08 Oktober, 2023, 12.55 WIB Last Updated 2023-10-08T05:55:30Z
FENOMENA pesta demokrasi sudah didepan mata. Sudah menjadi rahasia umum bahwa menjelang tahun pemilu pemerintah baik skala daerah maupun nasional menggalakkan sosialisasi tentang pemilihan umum (pemilu) yang menargopet para pemuda. Apalagi menurut survei data tahun 2022 pemilih kaum muda usia 17-39 tahun sekitar 60 persen.
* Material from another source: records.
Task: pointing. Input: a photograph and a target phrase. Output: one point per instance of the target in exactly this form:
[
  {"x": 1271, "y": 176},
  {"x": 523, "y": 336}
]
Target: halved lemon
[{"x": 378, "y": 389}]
Bahkan, angka tersebut sering dihubung-hubungkan sebagai penentu kemenangan pada konstelasi politik di 2024.
 
Kepala Badan Kesbangpol Balikpapan, Sutadi mengatakan selain sosialisasi terhadap pemilih pemula juga sebagai bentuk pemberdayaan pemerintah kepada masyarakat dalam memberikan pendidikan politik tentang pentingnya menggunakan hak suara dalam pemilu. 

Namun  penulis berpandangan bahwa jika ini hanya terhenti pada pemilihan saja tapi tidak memberikan makna politik secara hakiki Sangat disayangkan karena selama ini, jikalau ada pemuda yang melek politik, mereka hanya memahami bahwa politik identik dengan kekuasaan semata. Kalaupun ada masalah, itu lahir dari kesalahan individu semata. Jika ingin menyelesaikan, tinggal memperbaiki individunya saja. Mengapa hal ini yang terjadi???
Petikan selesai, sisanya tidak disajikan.